Over at Geek Feminism, Mary just reposted a fascinating essay from June of last year. Since the blog is geek feminism, she’s calling out and looking at various aspects of how geek women dress and groom ourselves. I missed it the first time around, and this time it strikes me as a particular kind of analysis that is rarely done and extremely valuable.

Her opening notes are enough to tell me that I’m in good, thoughtful hands:

* I refer to “geek women” a lot in this essay. All of these considerations apply to other people too in varying degrees, and sometimes more acutely. But given the nature of this blog I am focussing on geek women’s interests, and pressures on them.
* This is not intended to be a comprehensive list of factors that figure into geek women’s grooming: it’s meant to be long enough to demonstrate that a lot of us have to care about it.
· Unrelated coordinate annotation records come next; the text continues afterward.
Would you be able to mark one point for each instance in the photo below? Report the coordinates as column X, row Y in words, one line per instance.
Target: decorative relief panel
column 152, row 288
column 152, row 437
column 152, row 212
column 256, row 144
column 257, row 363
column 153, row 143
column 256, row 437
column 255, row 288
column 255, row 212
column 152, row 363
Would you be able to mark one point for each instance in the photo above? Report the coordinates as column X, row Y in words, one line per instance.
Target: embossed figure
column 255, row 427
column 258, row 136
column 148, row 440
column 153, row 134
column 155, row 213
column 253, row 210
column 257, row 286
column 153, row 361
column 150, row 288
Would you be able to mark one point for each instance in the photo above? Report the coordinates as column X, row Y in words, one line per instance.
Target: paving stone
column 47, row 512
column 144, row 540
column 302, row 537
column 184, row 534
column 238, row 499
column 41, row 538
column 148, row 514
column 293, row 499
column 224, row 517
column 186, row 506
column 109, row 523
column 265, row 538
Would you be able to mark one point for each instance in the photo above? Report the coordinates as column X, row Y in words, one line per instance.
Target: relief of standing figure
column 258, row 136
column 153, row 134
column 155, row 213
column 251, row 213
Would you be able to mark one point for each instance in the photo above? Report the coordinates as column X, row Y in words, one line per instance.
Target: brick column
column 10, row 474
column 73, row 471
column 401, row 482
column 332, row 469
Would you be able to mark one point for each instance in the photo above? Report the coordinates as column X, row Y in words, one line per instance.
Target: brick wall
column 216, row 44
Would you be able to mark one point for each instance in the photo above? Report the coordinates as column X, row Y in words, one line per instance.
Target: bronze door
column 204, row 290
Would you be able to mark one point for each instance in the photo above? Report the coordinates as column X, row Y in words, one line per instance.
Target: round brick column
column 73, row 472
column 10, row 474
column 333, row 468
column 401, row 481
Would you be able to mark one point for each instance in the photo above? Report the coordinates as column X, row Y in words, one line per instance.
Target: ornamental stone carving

Undoubtedly it is a somewhat privileged list too. You are welcome to raise additions in comments.

She then goes on to list fifteen ways to consider these issues. I’m not going to reprint them all here; click the link. But here are a few especially important or juicy ones:

Clothing as labour. The vast majority of the clothing the vast majority of people reading this wear is made in factories in the developing world, by people working in dangerous and exploitative positions.

Avoiding overtly female-marked grooming. Women in male-dominated workplaces often desperately want to avoid anything that might cause them to be (even more) othered because of their gender, especially since caring about grooming is frequently trivialised.

This may need to be balanced by expectations in some groups these same women move in by choice or necessity in which interest in grooming is required.

Grooming as marker of a ‘healthy, competent’ woman. For women especially, being groomed and striving to meet beauty standards is considered an informal indicator of mental health. Being considered poorly groomed or lazy about grooming can invite assumptions about being depressed or similar. (This is especially othering of women who do have mental illnesses, who continually receive the message that they shouldn’t have them, mustn’t display them, and will be in big trouble if they do, all while they quite probably have less energy to deal with the whole mess.)

And of course, a privileged woman might get annoying concerned questions, whereas a less privileged women might find, for example, that assumptions about her mental health play into questions about her ‘fitness’ have access to society, to care for her children and so on.

There’s lots more, including excellent comments at the original post.

Clothing and grooming are, of course, major issues for fat women and disabled women, to name two groups with particular challenges in this regard. One thing the post makes clear is that every choice we make has unintended as well as intended consequences, and that even when we can’t make choices because of what’s not available to us that might be available to other women, or what we can’t do that other women might be able to do, our lack of choices has major consequences.

By listing a variety of factors of very different kinds, Mary doesn’t just discuss the issue, she also makes a very respectable stab at showing her readers how complicated the issue is without trying to connect all the dots. The piece doesn’t just make me think about clothing and grooming (though it does that), it also makes me think about what other issues would benefit from this kind of consciously partial analysis. One thing I really like is that she has intentionally set up a format in which she doesn’t have to reach a neat conclusion.

Watch this space; I might be trying this format out.